Nach Jahren in mehr oder minder hübschen Wohnungen und mehr oder minder angenehmen Wohngemeinschaften werde ich endlich die Kisten wieder auspacken, die ich vor vier Jahren gepackt habe und die seither unangerührt in verschiedenen Kellern auf mich warten. Meine Bücher und meine Bilderrahmen, mein Geschirr und meine Fotoalben, den kitschigen Swarowski-Delphin (ein Geschenk), meine Wassergläser aus Marokko und die Bettwäsche aus Großtantes Aussteuerdamast. Allerdings werden all meine schönen Habseligkeiten voraussichtlich in eine Bleibe auf dem Standard meiner ersten Studentenjahre einziehen. Nach Inflation dann für eher 400 Euro als 400 DM. Ich war also auf der Suche nach einem Dach über dem Lotterbett zum Lesen für mich und dem Schreibtisch für mein virtuelles Wohnzimmer, und das war gar nicht einfach. Bei Mietpreisen wie in der Frankfurter City habe ich mich rasch von der Vorstellung verabschiedet, mehr als dreißig Quadratmeter anzustreben. Ich wollte: einen Balkon oder eine separate Küche (für den gesellschaftsverträglichen Konsum meines liebsten Lasters). Holz oder Laminat. Zentrale Lage.

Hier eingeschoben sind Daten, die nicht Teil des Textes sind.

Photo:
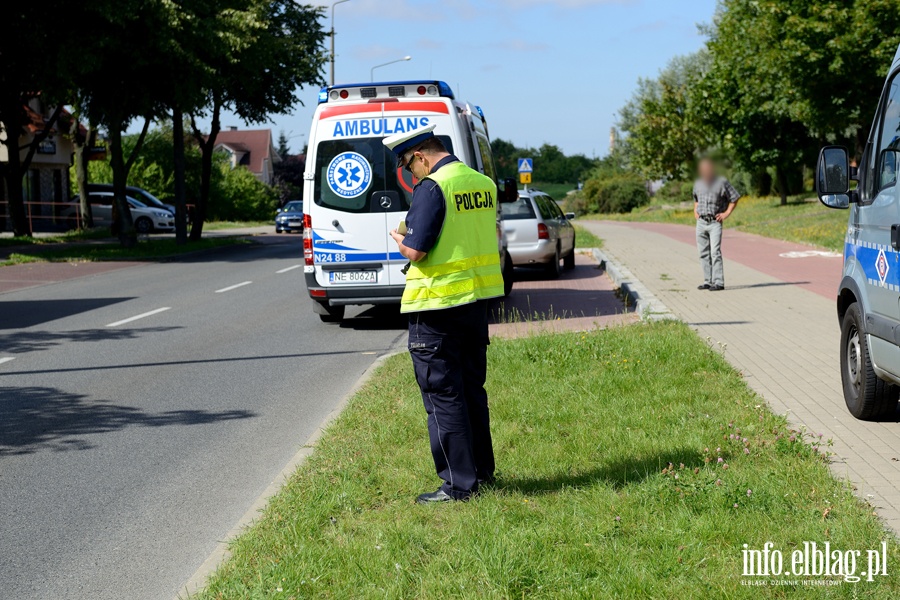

Maximal 700 CHF. Und bitte: irgendwas mit Charme, Persönlichkeit, Kuschelfaktor.
Die erste Wohnung war teuer und düster. Wenn schon Souterrain und getäfelte Decken, kann man die nicht wenigstens weißen? Der Reiz der Terrasse nach draußen wurde gemindert durch die übervollen Biotonnen gleich nebendran. Die zweite hatte die Größe eines Schuhkartons (für Sandalen, nicht für Stiefel), Küchenzeile mittendrin und auch die Option, den alten Kleiderschrank im Waschkeller nebenan mitnutzen zu dürfen für eigene Kleidung, machte dieses Angebot nicht attraktiver. Die nächste Wohnung, äußerst zentral gelegen gleich über dem innerstädtischen Waffen- und Militarialaden und mit Fenster zur Hauptstraße, begeisterte mich gleichermaßen wenig, auch wenn der dort residierende junge Mann mit seinen sonderbaren Ohrringen und engen Lederhosen eine interessante Bekanntschaft war. Der nächste Termin, für den ich extra um 18 Uhr abends noch mal den Berg hinabgeklettert war (und folglich später wieder hinaufklettern mußte) tauchte nicht auf – die Lage inmitten etlicher Geschäfte des multikulturellen Einzelhandels und allerlei fragwürdiger Lokalitäten schien aber ohnehin nicht wünschenswert, so daß ich nur mäßig enttäuscht war.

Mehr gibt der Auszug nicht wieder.